Court Opinion

ID: 4793608
Source: CourtListenerOpinion
Date Created: 2021-08-20 02:57:34.783427+00
Date Added: 2024-06-11T08:09:51.866835
License: Public Domain

STURGIS, Chief Judge
(concurring specially).
I concur in the conclusion reached by the majority and fully agree that enforcement officers should not flout F.S. 901.23, F.S.A. in the manner indicated by the facts in this case. I am unwilling to say, however, that had the subject statute been presented to me for the first time I would have been inclined to hold that failure to comply therewith renders inadmissible an admission or confession against interest made during the period of incarceration. Moreover, I am satisfied on the whole that the case law of this jurisdiction has carefully and adequately preserved the fundamental rights of persons held for crime to the end that their admissions and confessions against interest be not admitted in evidence unless freely and voluntarily made. That concept applies, of course, to persons arrested pursuant to warrant as well as to those arrested without warrant.
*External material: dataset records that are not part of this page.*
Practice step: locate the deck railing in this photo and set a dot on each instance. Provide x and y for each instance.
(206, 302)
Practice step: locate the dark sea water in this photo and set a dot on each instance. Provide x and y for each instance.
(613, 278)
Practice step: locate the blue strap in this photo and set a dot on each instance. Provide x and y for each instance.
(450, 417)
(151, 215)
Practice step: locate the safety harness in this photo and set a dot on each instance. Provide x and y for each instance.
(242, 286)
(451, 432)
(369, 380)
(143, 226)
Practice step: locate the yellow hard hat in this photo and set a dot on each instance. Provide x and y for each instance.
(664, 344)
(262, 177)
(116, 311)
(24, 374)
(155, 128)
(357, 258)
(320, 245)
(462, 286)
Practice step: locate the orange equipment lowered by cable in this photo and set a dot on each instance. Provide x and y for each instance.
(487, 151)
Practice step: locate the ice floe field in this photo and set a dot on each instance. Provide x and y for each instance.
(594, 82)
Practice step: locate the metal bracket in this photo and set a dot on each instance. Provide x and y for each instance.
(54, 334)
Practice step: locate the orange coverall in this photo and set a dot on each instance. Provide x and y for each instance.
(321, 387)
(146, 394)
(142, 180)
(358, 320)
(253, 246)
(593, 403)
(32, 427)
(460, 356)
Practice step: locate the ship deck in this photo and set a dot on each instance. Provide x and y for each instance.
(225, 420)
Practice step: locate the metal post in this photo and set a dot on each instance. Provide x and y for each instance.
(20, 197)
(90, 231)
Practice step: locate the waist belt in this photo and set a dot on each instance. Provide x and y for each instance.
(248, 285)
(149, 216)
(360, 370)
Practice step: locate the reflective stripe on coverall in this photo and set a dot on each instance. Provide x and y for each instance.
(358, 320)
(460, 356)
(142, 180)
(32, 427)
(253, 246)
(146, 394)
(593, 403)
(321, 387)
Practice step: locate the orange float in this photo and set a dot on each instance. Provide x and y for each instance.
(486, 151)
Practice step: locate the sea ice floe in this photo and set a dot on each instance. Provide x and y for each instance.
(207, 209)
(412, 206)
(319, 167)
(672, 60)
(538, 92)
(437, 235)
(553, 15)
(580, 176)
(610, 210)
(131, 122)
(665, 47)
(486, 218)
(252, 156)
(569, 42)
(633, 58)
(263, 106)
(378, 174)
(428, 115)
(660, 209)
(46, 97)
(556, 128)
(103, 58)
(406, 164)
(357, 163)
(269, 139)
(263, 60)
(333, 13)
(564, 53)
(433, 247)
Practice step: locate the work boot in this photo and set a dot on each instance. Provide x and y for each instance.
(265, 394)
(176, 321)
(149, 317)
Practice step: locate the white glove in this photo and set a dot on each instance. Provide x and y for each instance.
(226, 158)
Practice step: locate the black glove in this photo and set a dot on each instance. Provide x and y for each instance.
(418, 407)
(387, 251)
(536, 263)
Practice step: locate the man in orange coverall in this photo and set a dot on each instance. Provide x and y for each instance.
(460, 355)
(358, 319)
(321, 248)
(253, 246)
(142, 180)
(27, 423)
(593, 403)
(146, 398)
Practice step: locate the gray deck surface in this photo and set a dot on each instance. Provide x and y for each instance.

The duty of the courts to preserve the constitutional rights of the individual is not alterable by statutory law. The directive of the statute here involved is entirely consistent with the ancient common law. It has to do with a situation that was always remedial by the writ of habeas corpus. The statute, therefore, is clothed with some characteristics which upon proper inquiry may be found to invade the powers exclusively reserved to the judiciary under the concept of the three separate and independent branches of government.
The sum of my position is that I find no quarrel with the decisions cited and adhered to by the majority.